Алёша переглянулся с ребятами: кто такой?

- Видишь, и ты не знаешь! А он есть,-сказал Иван Кузьмич. - В краевой газете года два назад статью «Высота четверых» не читали?

- Что-то припоминаю…-сказал Иван Антоныч.

- Четверо - из наших краёв - на высоте были. Сами погибли, а пять фашистских танков и взвод пехоты уничтожили.

- Ну, а он что? - спросил Митя, положив рядом лимонку.

- То-то и дело, что он там тоже был. Да ранен был крепко. Память ему повредило. Но многое помнит. Помнит, как гранаты бросал, как танки горели!
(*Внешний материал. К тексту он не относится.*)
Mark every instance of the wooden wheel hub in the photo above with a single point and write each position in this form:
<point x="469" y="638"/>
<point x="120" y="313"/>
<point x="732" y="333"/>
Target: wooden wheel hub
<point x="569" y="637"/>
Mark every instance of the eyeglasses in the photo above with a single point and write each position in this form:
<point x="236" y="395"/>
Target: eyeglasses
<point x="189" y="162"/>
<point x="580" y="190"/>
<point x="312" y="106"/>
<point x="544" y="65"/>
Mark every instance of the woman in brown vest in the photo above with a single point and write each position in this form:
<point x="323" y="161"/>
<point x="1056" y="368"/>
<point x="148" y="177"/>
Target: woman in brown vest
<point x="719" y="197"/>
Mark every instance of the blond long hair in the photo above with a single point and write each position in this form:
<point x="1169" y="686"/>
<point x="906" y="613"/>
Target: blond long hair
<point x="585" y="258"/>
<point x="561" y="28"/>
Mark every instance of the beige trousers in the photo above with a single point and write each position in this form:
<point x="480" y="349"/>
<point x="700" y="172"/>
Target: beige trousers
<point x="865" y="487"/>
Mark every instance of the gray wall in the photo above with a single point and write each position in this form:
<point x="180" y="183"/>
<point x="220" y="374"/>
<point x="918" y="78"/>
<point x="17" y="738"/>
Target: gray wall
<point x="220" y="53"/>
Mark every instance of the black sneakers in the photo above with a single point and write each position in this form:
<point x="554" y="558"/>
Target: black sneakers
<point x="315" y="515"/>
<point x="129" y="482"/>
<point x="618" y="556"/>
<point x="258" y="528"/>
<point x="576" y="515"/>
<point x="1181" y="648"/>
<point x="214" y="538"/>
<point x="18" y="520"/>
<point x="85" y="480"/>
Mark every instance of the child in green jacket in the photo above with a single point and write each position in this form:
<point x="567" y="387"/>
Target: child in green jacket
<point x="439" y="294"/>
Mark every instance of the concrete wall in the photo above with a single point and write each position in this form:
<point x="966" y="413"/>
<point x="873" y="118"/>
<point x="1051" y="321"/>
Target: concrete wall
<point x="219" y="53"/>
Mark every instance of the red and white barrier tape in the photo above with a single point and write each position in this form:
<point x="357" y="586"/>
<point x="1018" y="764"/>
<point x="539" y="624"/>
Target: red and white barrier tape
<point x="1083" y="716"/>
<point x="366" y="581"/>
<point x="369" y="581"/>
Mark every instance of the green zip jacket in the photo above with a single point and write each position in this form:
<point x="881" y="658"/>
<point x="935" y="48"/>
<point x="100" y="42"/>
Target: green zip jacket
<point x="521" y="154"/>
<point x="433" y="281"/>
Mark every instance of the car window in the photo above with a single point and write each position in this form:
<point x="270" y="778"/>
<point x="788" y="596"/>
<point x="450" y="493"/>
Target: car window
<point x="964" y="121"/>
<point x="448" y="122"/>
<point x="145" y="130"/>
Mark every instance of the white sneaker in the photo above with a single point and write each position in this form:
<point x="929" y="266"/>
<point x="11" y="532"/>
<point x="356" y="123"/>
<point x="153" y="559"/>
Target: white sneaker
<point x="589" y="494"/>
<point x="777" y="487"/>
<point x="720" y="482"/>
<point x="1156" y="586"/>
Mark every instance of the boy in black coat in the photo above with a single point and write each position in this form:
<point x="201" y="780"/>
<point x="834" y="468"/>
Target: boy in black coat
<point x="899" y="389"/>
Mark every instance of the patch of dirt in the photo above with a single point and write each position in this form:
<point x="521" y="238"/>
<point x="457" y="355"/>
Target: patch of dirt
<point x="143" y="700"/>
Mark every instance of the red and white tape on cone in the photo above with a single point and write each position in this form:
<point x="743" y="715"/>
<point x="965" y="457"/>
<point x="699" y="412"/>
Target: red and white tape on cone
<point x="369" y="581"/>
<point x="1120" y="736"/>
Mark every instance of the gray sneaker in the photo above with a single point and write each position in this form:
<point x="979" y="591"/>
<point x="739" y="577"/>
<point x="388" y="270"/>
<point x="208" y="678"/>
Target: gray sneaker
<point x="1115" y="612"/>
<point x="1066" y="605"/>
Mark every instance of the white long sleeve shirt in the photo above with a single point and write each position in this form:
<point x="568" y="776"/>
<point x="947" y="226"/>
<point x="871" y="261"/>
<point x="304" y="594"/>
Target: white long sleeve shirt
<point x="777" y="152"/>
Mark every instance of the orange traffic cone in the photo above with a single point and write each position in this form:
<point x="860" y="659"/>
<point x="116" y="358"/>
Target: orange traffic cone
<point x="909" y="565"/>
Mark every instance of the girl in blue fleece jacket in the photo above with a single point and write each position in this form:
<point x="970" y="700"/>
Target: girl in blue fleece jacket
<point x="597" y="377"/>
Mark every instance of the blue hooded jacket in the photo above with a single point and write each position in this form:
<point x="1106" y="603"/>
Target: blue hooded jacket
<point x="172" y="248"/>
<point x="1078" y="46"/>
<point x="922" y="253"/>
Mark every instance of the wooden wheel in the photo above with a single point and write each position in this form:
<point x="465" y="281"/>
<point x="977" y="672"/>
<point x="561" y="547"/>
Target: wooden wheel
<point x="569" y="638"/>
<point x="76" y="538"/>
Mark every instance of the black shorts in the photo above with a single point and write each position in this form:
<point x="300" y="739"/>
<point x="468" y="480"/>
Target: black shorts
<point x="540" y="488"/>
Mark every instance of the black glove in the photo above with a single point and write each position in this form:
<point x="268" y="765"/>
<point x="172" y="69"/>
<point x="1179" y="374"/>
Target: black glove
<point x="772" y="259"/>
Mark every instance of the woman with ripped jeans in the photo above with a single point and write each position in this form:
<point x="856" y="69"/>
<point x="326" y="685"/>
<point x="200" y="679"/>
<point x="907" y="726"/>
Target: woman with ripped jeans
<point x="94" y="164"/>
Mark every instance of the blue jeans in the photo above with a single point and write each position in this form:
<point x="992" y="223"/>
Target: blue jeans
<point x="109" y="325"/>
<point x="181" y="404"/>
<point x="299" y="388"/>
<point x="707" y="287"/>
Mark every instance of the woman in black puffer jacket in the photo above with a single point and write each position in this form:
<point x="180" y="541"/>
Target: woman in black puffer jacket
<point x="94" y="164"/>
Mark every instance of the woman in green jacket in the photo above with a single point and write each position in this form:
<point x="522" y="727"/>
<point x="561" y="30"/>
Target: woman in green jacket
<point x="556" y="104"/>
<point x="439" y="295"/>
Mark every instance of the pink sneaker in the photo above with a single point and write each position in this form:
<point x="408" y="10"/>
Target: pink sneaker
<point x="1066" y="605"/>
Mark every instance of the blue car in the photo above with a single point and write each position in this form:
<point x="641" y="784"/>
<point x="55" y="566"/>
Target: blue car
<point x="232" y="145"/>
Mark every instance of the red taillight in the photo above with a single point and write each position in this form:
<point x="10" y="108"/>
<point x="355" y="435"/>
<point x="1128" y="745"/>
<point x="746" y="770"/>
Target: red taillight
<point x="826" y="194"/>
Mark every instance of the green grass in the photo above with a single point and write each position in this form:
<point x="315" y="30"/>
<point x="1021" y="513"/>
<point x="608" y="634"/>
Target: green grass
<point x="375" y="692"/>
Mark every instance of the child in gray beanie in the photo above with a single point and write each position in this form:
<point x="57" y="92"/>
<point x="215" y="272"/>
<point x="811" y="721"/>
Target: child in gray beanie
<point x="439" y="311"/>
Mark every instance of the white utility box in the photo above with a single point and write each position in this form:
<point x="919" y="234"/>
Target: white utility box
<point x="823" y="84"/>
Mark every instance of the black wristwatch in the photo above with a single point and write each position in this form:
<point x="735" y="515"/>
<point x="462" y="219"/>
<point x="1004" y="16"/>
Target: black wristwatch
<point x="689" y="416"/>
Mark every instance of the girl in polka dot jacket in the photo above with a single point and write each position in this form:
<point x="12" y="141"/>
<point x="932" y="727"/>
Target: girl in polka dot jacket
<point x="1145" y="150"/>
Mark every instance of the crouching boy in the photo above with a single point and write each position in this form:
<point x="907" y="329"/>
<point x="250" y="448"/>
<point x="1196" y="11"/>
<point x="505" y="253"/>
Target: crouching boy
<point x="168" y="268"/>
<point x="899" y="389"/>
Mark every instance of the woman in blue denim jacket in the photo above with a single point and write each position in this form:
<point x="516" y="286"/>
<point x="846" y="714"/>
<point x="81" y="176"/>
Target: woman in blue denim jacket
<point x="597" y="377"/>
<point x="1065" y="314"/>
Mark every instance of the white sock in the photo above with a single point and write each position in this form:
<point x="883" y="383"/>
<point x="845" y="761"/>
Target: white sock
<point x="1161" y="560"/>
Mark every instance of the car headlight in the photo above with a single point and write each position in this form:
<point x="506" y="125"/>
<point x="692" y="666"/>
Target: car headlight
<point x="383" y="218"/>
А увидел статью, заплакал и говорит: «Это же товарищи мои! Мы там вместе были!» И ранило его именно там. Висок задет, осколки в груди. Забыл многое.

- Так это Николай Акимыч, «Иванов, Бугров, Фёдоров»! - удивился Алёша.

- А! - кивнул Иван Антоныч. - Это истопник, у которого шрам по виску? Скромный мужик. И наград-то всего- одна медаль. За победу, да и ту носит наоборот. Человек он хороший. Плохой дерево для других не посадит. А этот целую рощу высадил. И топит, говорят, хорошо.

- Хорошо! - подтвердил Алёша.

- А с памятью это бывает. Женьшень бы ему попить, так всё бы и вспомнил. Вспомнил бы!-сказал Иван Антоныч.

Тут Зинка заёрзала, а Иван Антоныч пыхнул сигареткой и, вспоминая войну, сказал:

- У нас, броня крепка, такое было! Когда Одер форсировали под Кюстриным.